With the advent of its own NHL team, Las Vegas has a chance to show that a regulated sportsbetting industry can perfectly complement a thriving sports scene, argues Geoff Freeman, president and CEO of the American Gaming Association.
[dropcap]A[/dropcap]fter years of hoping for a bigtime sports franchise, Las Vegas has officially joined the ranks of a major league sports city.
It’s about time.
An NHL team in Las Vegas is a win for Nevada, a win for casino gaming and a win for fans. As a passionate Washington Capitals fan and someone who makes many business trips to Las Vegas every winter, I’m excited to catch a few road games when the Caps visit Nevada in the coming years.
The ramifications of this move are many. First, the placement of the first major professional sports franchise in Las Vegas reflects a rapidly evolving view of gaming as an important, mainstream segment of the broader economy that supports 1.7 million jobs and serves as a community partner in 40 states. It’s an industry that garners a 90 percent approval rating from American voters, something politicians can only dream of.

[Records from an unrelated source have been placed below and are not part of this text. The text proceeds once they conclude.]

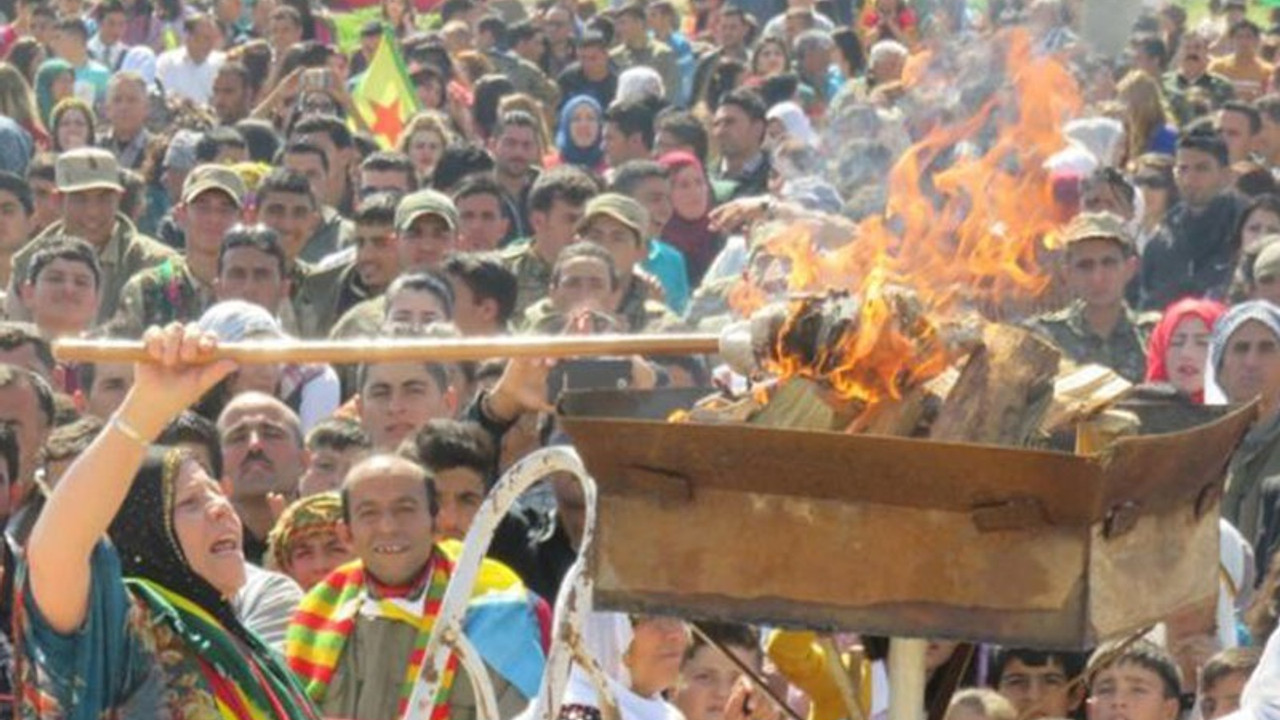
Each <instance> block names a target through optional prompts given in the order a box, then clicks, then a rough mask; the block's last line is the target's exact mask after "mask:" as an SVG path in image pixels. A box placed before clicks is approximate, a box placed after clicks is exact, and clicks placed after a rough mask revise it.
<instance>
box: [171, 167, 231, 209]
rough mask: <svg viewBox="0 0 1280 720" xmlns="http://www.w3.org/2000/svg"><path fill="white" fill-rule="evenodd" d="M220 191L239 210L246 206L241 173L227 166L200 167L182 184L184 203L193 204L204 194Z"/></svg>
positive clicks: (182, 190) (192, 170)
mask: <svg viewBox="0 0 1280 720" xmlns="http://www.w3.org/2000/svg"><path fill="white" fill-rule="evenodd" d="M209 190H220V191H223V192H225V193H227V195H228V196H230V199H232V202H234V204H236V206H237V208H243V206H244V195H246V192H247V191H246V188H244V181H243V179H242V178H241V176H239V173H237V172H236V170H233V169H232V168H228V167H227V165H211V164H210V165H198V167H197V168H196V169H193V170H191V173H188V174H187V179H186V181H184V182H183V183H182V201H183V204H187V202H191V201H192V200H195V199H196V197H198V196H200V195H201V193H202V192H205V191H209Z"/></svg>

When you look at all the markets where professional sports and casinos co-exist – and where they actually work together as partners in their communities – any concerns are wildly overblown and not based on facts.
In the NFL, more than 80 percent of teams play home games within a one-hour drive of a casino. In the NHL, just look at Tampa Bay and New York and Philadelphia and Columbus and Pittsburgh and Detroit and St. Louis and many more to find cities where teams and casinos co-exist. It’s the same across Major League Baseball and the NBA. Further, if players’ access to sports betting is a concern, then consider this: 100% of professional athletes are within reach of illegal online sports betting sites.

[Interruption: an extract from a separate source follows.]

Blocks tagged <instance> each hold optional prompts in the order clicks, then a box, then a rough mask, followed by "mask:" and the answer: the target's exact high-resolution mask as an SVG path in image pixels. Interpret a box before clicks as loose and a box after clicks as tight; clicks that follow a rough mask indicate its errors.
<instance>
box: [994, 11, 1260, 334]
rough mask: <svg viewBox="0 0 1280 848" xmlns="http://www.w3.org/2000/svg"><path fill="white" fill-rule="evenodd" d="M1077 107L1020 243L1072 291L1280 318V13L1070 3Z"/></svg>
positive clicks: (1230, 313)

I see Las Vegas as a viable alternative. I would not disqualify it just because of the gambling issue.
Another impact of the decision is that other professional leagues are likely to overcome long held concerns about casinos and gambling. Just this month, MLB Commissioner Rob Manfred said, “I see Las Vegas as a viable alternative. I would not disqualify it just because of the gambling issue.” Reports indicate that the NFL is also watching the move closely as one of its teams considers relocating to Las Vegas.
But most significantly, by breaking the Las Vegas dam, the NHL is also pouring cold water on the argument that regulated sports betting harms the integrity of sports – and boosting efforts to legalize sports betting across the country. The League’s decision is just the latest signal that professional sports leagues are increasingly comfortable with legal, regulated sports betting and recognize the integrity benefits it brings.
Over the last several months, every major sports league commissioner has expressed a significant shift in their views of sports betting. NBA Commissioner Adam Silver has been the most outspoken on this issue, saying, “if all that betting is going on anyway, I think it should be legal; I think it should be regulated; it should be transparent to the league.”
If sports leagues are concerned with the integrity of games, then Las Vegas is the best place for a team to play. As we’ve seen in Nevada and in Europe, a legal, regulated sports betting market brings much-needed transparency in order to spot suspicious activity. Yet in most of the United States, Americans bet at least $150 billion a year through bookies and illegal, and often offshore, websites. Nothing threatens the integrity of sports more than the illegal sports betting marketplace. Other markets with major league sports teams should be permitted to follow Las Vegas’ lead.
It’s past time for a new approach to sports betting that eliminates the federal prohibition and recognizes what the NHL, NBA and others have acknowledged through the rise of daily fantasy sports: today’s fans are seeking greater engagement with the sports, teams and players they enjoy.